Examination of the voting slip

In the run-up to an election, so many paper-based ballot papers are produced that in the end twice the number of ballot papers is available than should actually be used. The ballot papers actually required are selected at random from the ballot papers produced (e.g. each of the voting parties could choose a proportion of ballot papers - which are to be used for the election - themselves). During the production process of the ballot papers, these were already created as data lines in the database. The selected ballot papers could therefore even be checked again before the actual use, whether they are correctly registered in the database and whether no election results have yet been entered for them.

Since the election workers do not know in advance which half of the ballot paper will actually be used, a successful security audit in the form of a check whether the ballot paper is registered in the database means that there is a very high probability that the database has not been manipulated. As soon as the ballot slip has been scanned and shredded, it can be checked again against the database based on its definition in order to rule out an incorrect definition with a high degree of probability.

criticism

Carrying out a voting process using Punchscan appears to offer significantly more security than processes that rely on so-called voting computers . The devil, however, is in the details and in the cryptographic processes that must be followed properly. These are not readily understood by people who are not trained cryptography experts. This means, however, that this technology for processing an election process is not comprehensible, at least for large parts of the population, and therefore cannot be checked and is therefore not transparent.

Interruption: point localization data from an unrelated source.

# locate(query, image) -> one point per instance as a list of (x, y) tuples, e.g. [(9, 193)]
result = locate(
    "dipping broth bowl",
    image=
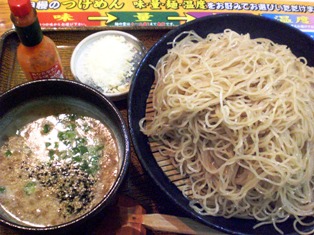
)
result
[(26, 103)]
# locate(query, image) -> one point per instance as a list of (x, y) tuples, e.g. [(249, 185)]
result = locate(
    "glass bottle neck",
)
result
[(28, 29)]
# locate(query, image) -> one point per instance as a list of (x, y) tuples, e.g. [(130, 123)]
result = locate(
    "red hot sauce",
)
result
[(36, 54)]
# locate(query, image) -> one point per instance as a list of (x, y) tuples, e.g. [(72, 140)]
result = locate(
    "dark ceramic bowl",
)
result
[(87, 101), (300, 44)]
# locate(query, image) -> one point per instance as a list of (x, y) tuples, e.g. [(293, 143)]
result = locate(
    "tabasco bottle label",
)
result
[(54, 72)]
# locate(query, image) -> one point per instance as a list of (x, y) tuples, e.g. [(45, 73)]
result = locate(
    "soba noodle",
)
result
[(236, 115)]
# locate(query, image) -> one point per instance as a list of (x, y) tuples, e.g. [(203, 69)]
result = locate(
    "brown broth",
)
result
[(56, 168)]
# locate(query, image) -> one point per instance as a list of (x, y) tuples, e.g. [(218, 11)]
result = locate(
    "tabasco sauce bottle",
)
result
[(37, 54)]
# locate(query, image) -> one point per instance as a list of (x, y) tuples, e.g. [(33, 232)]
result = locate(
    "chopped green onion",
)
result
[(46, 128), (30, 188)]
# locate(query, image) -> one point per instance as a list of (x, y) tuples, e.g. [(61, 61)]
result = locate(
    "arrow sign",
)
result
[(109, 18), (186, 17)]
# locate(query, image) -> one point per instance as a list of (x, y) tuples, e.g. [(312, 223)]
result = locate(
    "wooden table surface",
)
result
[(143, 190)]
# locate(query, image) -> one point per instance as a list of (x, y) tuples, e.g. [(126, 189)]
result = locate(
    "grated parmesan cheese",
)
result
[(108, 64)]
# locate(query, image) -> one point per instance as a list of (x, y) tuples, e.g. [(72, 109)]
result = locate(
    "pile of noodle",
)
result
[(236, 115)]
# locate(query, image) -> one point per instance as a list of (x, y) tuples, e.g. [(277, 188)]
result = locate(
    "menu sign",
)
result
[(171, 13)]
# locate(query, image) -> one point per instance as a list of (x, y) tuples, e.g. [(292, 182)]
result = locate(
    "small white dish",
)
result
[(107, 60)]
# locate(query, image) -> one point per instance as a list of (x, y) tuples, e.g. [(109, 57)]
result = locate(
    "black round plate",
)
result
[(257, 26)]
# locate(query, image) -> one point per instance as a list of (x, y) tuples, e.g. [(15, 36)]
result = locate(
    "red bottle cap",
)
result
[(20, 8)]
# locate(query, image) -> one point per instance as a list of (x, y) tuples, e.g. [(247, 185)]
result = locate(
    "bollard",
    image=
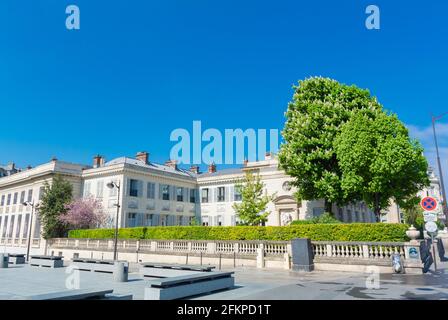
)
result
[(121, 272), (4, 260)]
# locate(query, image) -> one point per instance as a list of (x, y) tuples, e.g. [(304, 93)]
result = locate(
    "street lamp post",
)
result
[(442, 185), (33, 207), (112, 185)]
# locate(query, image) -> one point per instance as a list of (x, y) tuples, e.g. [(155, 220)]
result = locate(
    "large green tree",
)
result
[(379, 160), (319, 107), (56, 197), (252, 209)]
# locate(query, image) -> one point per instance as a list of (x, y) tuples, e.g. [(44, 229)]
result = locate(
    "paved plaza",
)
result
[(251, 284)]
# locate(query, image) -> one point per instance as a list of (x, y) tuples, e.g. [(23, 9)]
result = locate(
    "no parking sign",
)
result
[(429, 204)]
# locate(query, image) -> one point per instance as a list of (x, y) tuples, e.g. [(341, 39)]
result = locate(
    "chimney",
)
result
[(194, 169), (212, 168), (98, 161), (172, 164), (143, 156)]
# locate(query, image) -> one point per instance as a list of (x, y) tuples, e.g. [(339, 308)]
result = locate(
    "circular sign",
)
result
[(431, 226), (429, 204)]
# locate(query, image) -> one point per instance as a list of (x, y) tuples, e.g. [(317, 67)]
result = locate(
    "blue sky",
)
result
[(136, 70)]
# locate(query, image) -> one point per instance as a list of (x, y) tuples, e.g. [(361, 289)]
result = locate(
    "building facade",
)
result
[(151, 194)]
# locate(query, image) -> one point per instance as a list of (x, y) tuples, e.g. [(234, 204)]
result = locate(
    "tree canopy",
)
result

Transparency about what exactly is happening, however, is an important criterion for the acceptance of procedures for handling elections. Punchscan can be seen as a successful attempt to create increased security for paper-based voting, for example by making it possible for the voter to verify whether his or her vote was actually counted. However, the punch scan method fails in being easily comprehensible for all voters. A lot of cryptographic substeps are needed to apply the method. The security and verifiability gained, however, depend precisely on these de facto non-transparent steps and can therefore only be viewed to a limited extent as an improvement in electoral processes.

Web links

Individual evidence

1. ↑ Arel Cordero, David Wagner, David Dill: The Role of Dice in Election Audits - Extended Abstract (PDF; 1.0 MB).
2. ↑ Jeremy Clark, Aleks Essex, Carlisle Adams. Secure and Observable Auditing of Electronic Voting Systems using Stock Indices (PDF; 135 kB).